第50話

「…せ…」



小さな冬樹の呟きに。


「…あ?」


ゴツイ男が聞き返したその瞬間。


「離せって言ったんだっ!」


そう言って、顎に掛けた男の手を素早く裏拳で払った。


「っ!!」

「っな!!」

「ッ!このガキッ!!」


咄嗟に後ろの二人が掴み掛ってくるのを、瞬時に一人には肘打ちを食らわし、一人には足払いを掛けて回避する。
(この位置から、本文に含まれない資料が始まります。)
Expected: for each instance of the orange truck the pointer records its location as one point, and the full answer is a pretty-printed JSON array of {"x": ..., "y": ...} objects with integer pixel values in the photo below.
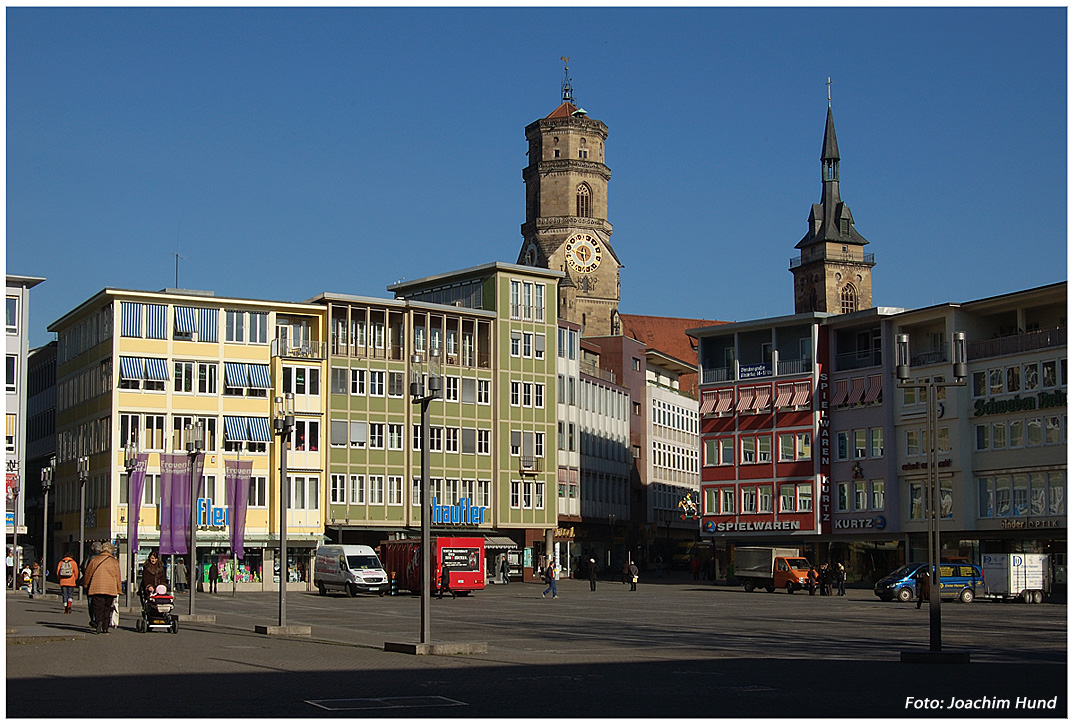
[{"x": 770, "y": 568}]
それはまるで舞うように軽やかで、無駄のない動きだった。

再び、ゴツイ男と直立で対峙している状態に戻った時には、後方の二人は痛みに呻き、地に膝と尻餅を付いた状態だった。


「へっ…やってくれるじゃねぇか…」


ゴツイ男が払われた右手をさすりながら笑う。


「生意気だけど気に入ったぜ。お前、俺らの仲間になんねぇか?」

「…断る」

「そうしたら、お前を―…」

「断るって言ってるだろ?オレは、群れにならないと何も出来ない奴らとか大っ嫌いなんだ。寄ってたかって弱い者イジメとか、カツアゲやって悪ぶってるとか…最低な人間のやることだ」

「…何ィ?言わせておけば…っ」


その時。


キーンコーンカーンコーン…


昼休みの終了5分前を知らせる予鈴が鳴り響いた。


(そろそろ戻らないとまずいな…)


自分の教室は、此処からだとかなり距離がある筈だ。

面倒だけど、サボる訳にはいかない。


「………」


戻るのが当然のことのように、冬樹は男に背を向けると校舎の方へと足を進めようとした。


「おいっ!待てよっ!!話しはまだ…」


咄嗟にゴツイ男が冬樹の肩を掴むのと、今まで地にひざまずいていた二人が、この場から逃がすまいと冬樹に向かって反応したのは、ほぼ同時だった。

だが、次の瞬間。


「っ!?」


ゴツイ男の身体は宙を舞い。

ドサッ…という音とともに、気付いたら地に仰向けに倒れていた。


「???」


何が起こったか分かっていないゴツイ男と、うっかりそれに巻き込まれそうになり、慌てて避けて固まっている二人を尻目に。冬樹は何事もなかったかのように、校舎に向かってゆっくりと歩き始めた。